Roughly **$0.59 per profile** for ~125 posts on a GPT-4-class model; a real
1–3k-post history lands around **$4–15**, trimmed by the recall-preserving
pre-filter. Local models are free (lower accuracy — the tool warns you).

## How it works

```
export ─▶ parse ─▶ prefilter (drop only TRUE-empty) ─┬─▶ deterministic: profile + EXIF + timing ─┐
                                                      └─▶ cascade: cheap route ─▶ expensive read ─┤
                                                                                                  ▼
                                          risk-contribution scoring ─▶ category cards ─▶ no-dossier report
```

See [`docs/THREAT-MODEL.md`](docs/THREAT-MODEL.md) for what is and isn't in scope,
and [`docs/ABUSE-EVAL.md`](docs/ABUSE-EVAL.md) for the dual-use safeguards and the
pre-release abuse evaluation.

## Status

`v0.1` alpha — the **CLI** runs end-to-end (Reddit + X, EXIF/GPS, the
recall-preserving cascade, the no-dossier report), aimed at terminal-comfortable
users for now.

Roadmap:
- A **one-click app** (packaged binary + a hardened, local-only in-browser UI, no
  Python required) so non-technical people can use it too — the CLI stays for
  power users.
- **Image *content* analysis is deliberately not in v1.** Sending images to a
  cloud model is a serious privacy regression, so v1 extracts EXIF/metadata only
  and says so plainly; a local-first multimodal option may come later.
- Real-corpus recall / false-positive evaluation (SynthPAI); more platforms
  (Mastodon); single-post / pre-post checks.

## Security & contact

Found a privacy or safety flaw?
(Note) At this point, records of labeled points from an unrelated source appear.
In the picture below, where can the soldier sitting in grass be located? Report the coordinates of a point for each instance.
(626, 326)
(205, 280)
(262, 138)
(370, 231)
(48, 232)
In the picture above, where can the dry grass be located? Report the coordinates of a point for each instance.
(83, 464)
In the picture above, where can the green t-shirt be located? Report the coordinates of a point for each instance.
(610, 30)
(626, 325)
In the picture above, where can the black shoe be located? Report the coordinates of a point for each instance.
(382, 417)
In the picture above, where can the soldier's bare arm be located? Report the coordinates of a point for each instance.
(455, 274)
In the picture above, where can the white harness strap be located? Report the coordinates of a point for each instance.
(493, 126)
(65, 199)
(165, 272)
See [`SECURITY.md`](SECURITY.md). Reach the author
at `cora@cypherpunkguide.com` (PGP via WKD: `gpg --locate-keys cora@cypherpunkguide.com`).
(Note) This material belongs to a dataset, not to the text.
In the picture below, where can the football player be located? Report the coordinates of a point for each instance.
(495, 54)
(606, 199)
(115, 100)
## License & official source

**MIT** — see [`LICENSE`](LICENSE). Built by **Cora Aegis**
([cypherpunkguide.com](https://cypherpunkguide.com)).

This repository (and the name **ExposureCheck**) is the canonical, official
source. You are free to fork and reuse under the MIT terms — but please don't
present a fork as the official project. ExposureCheck is for auditing **your
own** data; see [`docs/ABUSE-EVAL.md`](docs/ABUSE-EVAL.md) for the dual-use
safeguards that carry that intent (the licence deliberately does not — it can't).